Less than a week after their loss in the Fourth Circuit, the plaintiffs in King v. Burwell have asked the Supreme Court to hear their case. The plaintiffs’ petition reflects a deliberate effort to have the Court hear the case this upcoming term:
The reasons for granting the petition are simple and compelling. Two federal Circuits have divided over whether the IRS has authority to spend tens of billions of dollars per year to subsidize health coverage in 36 states. If the ACA means what it says, as the D.C. Circuit held, the consequences are profound: It means millions of people are ineligible for subsidies and exempt from the ACA’s individual mandate penalty. It means hundreds of thousands of employers are free of the Act’s employer mandate. It means a fundamental change in the health insurance market in two-thirds of the country. And it means that the IRS is illegally spending billions of taxpayer dollars every month without congressional authority. Uncertainty over this issue is simply not tenable. That is why each Circuit expedited its proceedings, and it is why this Court should grant review now and resolve the matter this Term, regardless of whether the D.C. Circuit grants en banc review of Halbig.

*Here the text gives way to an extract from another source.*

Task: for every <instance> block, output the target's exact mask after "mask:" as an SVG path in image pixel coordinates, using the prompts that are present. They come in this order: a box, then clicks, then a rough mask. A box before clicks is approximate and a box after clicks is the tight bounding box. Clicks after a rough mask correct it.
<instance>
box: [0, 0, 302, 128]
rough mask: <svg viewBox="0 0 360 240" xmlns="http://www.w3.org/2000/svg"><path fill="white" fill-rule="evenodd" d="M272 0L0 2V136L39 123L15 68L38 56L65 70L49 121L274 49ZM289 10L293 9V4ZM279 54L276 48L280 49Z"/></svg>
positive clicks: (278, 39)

If the Court grants review, we’ll get a decision by next June at the latest, and quite possibly sooner.
Will the Supreme Court take the case? The current, ephemeral split in the circuits isn’t a good reason to grant review. As the plaintiffs tacitly acknowledge, the D.C. Circuit is likely to take Halbig en banc and rule in favor of the government. That would eliminate, at least for now, any “[u]ncertainty over this issue.” The Supreme Court is usually happy to let the circuit courts clean up their own messes.
That’s why the petitioners harp on the “profound” consequences of the D.C. Circuit’s decision. But those consequences—consequences that the plaintiffs seem to think are devoutly to be wished for—matter only if you think the Fourth Circuit got this case wrong. Otherwise, what follows from the D.C. Circuit’s decision is just the dramatic fallout of a gigantic mistake.
That underscores, in turn, that the plaintiffs are straight-up asking the Supreme Court to correct an error. Error correction is not typically the Court’s role. But it only takes four justices to take a case, and it’s not hard to tell a story about how four justices could be persuaded both that the Fourth Circuit’s decision is wrong and that this is one of those rare cases of such public importance that prompt involvement is necessary.
Remember, too, that four justices dissented in NFIB v. Sebelius. Perhaps the dissenters’ apparent hostility to the ACA—remember, they wanted to strike down not just the individual mandate, but the statute in its entirety—explains why the plaintiffs have built their petition around what reads as a paean to a world without the ACA.